FDA Puts bluebird bio’s LentiGlobin on Clinical Hold

The hold comes just after patient dosing began in HGB-210, the company’s Phase III single-arm open-label LentiGlobin trial for SCD patients between the ages of 2 and 50.

The U.S. Food and Drug Administration (FDA) has pushed bluebird bio’s voluntary pause to a regulator-demanded clinical hold for all LentiGlobin gene therapy trials, following last week’s announcement that two enrolled sickle cell disease (SCD) patients developed acute myeloid leukemia (AML) and myelodysplastic syndrome, respectively.

The hold comes just after patient dosing began in HGB-210, the company’s Phase III single-arm open-label LentiGlobin trial for SCD patients between the ages of 2 and 50.

The company disappointed patients and investors in November when is said it was still two years away from FDA submission for LentiGlobin.

The European Medicines Agency (EMA) also paused an annual renewal procedure for bluebird bio’s Zynteglo, a conditionally licensed therapy in Europe for transfusion-dependent beta-thalassemia, as it is manufactured with the same BB305 lentiviral vector bluebird bio uses for LentiGlobin. Zynteglo was first conditionally approved in 2019 and is only marketed in Germany, and the first commercial infusion only took place this month.

Details were shared in bluebird bio’s year-end earnings report, which were below analyst estimates for both earnings per share and revenue.

The AML diagnosis was characterized as a Suspected Unexpected Serious Adverse Reaction, which by FDA definition means there is a “reasonable possibility” that LentiGlobin caused the acute myeloid leukemia. The patient was enrolled in the Group A cohort of HGB-206, an ongoing Phase I/II trial, and received treatment five years ago. The patient with myelodysplastic syndrome was in Group C. LentiGlobin was manufactured for patients in Group C with a unique process designed to increase vector copy number, and it was derived from hematopoietic (blood) stem cells (HSCs) collected from peripheral blood after mobilization with plerixafor.

Patients in cohorts A and B received LentiGlobin manufactured from HSCs derived from bone marrow harvest.

In December, bluebird bio reported data from Group C in HGB-206, focused on 19 patients with a history of severe vaso-occlusive events, defined by the company as at least four in the two years prior to treatment. The patients showed no severe vaso-occlusive events following treatment with LentiGlobin, and that all patients had a complete resolution of vaso-occlusive events by six month following treatment.

LentiGlobin has been hailed as a potentially curative one-and-done gene therapy.

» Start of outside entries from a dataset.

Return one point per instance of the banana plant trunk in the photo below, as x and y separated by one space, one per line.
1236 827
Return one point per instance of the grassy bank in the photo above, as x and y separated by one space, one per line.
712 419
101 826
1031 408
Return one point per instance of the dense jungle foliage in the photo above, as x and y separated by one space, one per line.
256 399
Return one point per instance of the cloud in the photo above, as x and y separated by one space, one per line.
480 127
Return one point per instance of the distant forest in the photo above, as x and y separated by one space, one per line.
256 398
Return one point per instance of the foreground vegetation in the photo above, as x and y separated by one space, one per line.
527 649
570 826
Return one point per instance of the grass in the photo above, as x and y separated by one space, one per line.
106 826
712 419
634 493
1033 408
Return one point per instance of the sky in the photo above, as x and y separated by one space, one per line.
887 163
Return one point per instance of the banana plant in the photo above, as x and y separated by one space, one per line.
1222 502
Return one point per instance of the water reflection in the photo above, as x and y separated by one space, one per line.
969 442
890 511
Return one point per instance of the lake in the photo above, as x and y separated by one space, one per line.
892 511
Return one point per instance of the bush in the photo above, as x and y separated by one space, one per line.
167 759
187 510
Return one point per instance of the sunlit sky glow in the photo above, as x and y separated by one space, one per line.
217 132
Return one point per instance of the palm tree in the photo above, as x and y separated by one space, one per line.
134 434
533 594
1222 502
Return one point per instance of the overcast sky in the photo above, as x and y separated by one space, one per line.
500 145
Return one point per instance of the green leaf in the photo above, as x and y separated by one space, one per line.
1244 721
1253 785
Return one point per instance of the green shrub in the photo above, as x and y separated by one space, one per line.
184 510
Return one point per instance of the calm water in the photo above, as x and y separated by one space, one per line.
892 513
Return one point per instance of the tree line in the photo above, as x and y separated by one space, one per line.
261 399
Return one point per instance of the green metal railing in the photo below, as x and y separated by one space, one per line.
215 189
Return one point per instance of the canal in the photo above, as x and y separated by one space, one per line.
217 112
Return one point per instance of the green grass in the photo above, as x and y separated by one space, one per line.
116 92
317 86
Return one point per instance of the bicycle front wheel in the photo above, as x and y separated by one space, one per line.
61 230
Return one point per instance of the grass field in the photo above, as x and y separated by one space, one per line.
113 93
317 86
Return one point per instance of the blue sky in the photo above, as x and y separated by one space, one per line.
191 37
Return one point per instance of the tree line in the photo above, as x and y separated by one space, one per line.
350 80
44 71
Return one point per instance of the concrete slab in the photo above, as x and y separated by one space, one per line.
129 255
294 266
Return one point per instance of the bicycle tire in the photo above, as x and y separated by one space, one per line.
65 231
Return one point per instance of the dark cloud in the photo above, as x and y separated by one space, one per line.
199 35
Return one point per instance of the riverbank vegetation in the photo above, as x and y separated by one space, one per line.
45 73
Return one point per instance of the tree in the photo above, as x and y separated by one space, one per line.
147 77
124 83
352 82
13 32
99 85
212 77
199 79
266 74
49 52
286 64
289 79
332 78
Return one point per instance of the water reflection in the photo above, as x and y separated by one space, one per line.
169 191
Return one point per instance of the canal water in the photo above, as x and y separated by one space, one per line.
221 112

Leukemia has been reported before in patients receiving a gene therapy, most notably in 2003 when two children in a French trial for an X-linked severe combined immune deficiency therapy developed disease. The company had previously reported a separate occurrence of myelodysplastic syndrome in Group C, but published a paper last year in Blood Advances claiming it was unrelated to the lentiviral vector.